We cannot help but notice you are no longer rebutting what is being politely but firmly argued and with Vatican sources.
 
It isn’t called “abortion” - its an unintended and unavoidable consequence of treating the cancer.
The death of the foetus is not the means to the cure.
 
Yes, myself and others are challenging your misinformed Catholic views and your inability to accept the possibility you are mistaken. That is what a Catholic forum is for.

We cannot help but notice you are no longer rebutting what is being politely but firmly argued and with Vatican sources.
My friend, you’re misreading me. I’ve rebutted you. I’ve made my stance known. Your cute remarks are pretty much meaningless. Some of us have, I don’t know, lives to live.

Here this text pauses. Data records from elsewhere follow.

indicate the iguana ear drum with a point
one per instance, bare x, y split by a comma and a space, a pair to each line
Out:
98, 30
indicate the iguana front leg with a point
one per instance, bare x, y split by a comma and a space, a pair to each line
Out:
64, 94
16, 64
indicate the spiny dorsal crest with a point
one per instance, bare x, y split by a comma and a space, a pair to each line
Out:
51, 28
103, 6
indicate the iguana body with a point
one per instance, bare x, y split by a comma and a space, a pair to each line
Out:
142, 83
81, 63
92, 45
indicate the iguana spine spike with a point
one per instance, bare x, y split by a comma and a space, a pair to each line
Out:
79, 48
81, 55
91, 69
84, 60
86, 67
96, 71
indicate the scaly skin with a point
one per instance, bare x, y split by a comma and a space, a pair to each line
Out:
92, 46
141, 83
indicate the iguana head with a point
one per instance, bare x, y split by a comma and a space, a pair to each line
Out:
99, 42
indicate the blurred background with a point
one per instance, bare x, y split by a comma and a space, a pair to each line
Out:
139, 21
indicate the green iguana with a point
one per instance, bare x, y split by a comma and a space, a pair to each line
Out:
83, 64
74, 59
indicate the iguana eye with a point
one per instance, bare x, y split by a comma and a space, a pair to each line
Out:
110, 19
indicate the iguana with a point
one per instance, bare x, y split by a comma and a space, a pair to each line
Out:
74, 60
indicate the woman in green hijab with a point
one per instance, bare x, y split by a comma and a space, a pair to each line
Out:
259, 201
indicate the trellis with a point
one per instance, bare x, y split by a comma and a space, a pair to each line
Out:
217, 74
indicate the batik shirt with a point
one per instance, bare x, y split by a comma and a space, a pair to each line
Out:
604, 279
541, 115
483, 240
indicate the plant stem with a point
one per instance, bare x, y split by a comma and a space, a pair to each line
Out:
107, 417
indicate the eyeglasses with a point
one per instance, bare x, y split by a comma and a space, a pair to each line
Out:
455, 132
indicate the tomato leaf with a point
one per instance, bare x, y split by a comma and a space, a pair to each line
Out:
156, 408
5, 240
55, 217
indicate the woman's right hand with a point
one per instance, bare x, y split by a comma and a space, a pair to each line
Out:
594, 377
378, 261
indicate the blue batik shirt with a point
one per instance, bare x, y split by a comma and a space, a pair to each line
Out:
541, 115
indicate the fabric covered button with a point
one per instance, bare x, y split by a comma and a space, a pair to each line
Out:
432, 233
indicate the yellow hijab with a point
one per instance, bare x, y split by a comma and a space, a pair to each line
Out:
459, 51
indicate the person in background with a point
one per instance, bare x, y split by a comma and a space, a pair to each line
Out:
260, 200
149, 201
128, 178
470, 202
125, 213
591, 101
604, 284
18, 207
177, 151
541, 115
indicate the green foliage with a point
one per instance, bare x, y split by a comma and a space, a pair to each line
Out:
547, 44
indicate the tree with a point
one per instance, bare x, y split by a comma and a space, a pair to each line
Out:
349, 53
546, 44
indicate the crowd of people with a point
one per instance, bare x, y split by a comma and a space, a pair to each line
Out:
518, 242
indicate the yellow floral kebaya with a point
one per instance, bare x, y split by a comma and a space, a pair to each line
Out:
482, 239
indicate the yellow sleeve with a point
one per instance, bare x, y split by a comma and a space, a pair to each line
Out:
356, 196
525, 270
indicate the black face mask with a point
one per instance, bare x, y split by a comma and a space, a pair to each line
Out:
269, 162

It must stink to realize you hanged yourself with your own post.

Now if you’d like to go reevaluate your knowledge of the Catholic teaching on marriage, go feel free to do so. I didn’t miss that in the other thread, and I definitely commented on it.
 
Yes, there is ethical discourse about “risk” as well.
Something that is intrinsically evil can be considered indirectly intended (and possibly acceptable) if its likelihood is not a certainty.

What makes such a level of risk acceptable is a prudential judgement involving proportionality between the evil risked and the good sought.

Medics is not an exact science. So if there is reasonable moral certainty that fertilisation has no occurred the risk of non-implantation of a fertilised egg may be acceptable.

The point is that Pup7 was originally working from the principle, it seems, that directly intending to interfere with the implantation of a fertilised egg is not abortion and somehow makes use of such contraceptive medicine’s acceptable.